27.07.2012 Autorevue Magazin

Was heißt hier Unschuld der Autoindustrie? Hat es doch nie wirklich gegeben. Unschuld liegt wohl eher bei denen, die noch an deren Möglichkeit glauben, also eher bei uns. Sind wir jetzt hoffnungslos naiv?

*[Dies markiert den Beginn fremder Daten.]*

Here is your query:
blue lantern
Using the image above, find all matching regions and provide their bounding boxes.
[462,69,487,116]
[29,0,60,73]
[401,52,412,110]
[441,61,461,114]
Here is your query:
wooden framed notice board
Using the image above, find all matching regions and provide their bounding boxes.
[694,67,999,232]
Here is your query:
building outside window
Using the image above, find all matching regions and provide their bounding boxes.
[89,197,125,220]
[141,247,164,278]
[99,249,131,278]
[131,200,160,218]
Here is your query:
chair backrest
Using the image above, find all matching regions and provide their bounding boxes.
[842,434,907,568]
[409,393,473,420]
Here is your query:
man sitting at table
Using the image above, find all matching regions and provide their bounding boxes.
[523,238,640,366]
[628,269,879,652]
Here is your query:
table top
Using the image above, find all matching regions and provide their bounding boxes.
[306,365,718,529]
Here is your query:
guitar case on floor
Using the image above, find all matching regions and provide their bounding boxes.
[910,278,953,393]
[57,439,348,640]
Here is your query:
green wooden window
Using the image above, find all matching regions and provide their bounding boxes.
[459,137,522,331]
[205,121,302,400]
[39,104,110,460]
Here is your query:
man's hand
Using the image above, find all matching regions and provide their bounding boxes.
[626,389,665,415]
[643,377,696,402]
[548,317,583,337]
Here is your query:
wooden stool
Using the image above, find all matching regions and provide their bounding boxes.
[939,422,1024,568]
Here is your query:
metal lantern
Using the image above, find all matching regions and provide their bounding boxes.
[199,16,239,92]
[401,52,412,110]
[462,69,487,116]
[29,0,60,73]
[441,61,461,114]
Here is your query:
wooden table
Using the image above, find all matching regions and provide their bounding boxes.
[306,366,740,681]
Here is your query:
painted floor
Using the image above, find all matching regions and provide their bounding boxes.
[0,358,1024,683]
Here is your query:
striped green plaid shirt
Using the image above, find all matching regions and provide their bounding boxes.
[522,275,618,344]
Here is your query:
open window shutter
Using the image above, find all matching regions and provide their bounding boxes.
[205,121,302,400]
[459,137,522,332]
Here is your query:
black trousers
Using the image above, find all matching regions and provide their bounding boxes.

Tatsache ist: Die Autoindustrie will Geld verdienen, sie ist kein Kulturinstitut. Hält sich aber bisweilen für so etwas Ähnliches. Hersteller offensiv teurer Sport-, Supersport- und Supersonst­geräte belehren uns mit Werten, mit Traditionen und Emotionalitäten, sie produzieren Instant-Legenden wie Kinderkakao, aber irgendwie kommen keine RICHTIGEN Autos mehr heraus; vieles, was auf der Emo-Schiene auf uns zurollt, scheint von den Market-­Research- und Marketingagenturen gleich mitkonstruiert worden zu sein. Plakativ peinlichstes Beispiel: der New new Beetle. Die Parodie einer Parodie. Ich meine – geht’s noch?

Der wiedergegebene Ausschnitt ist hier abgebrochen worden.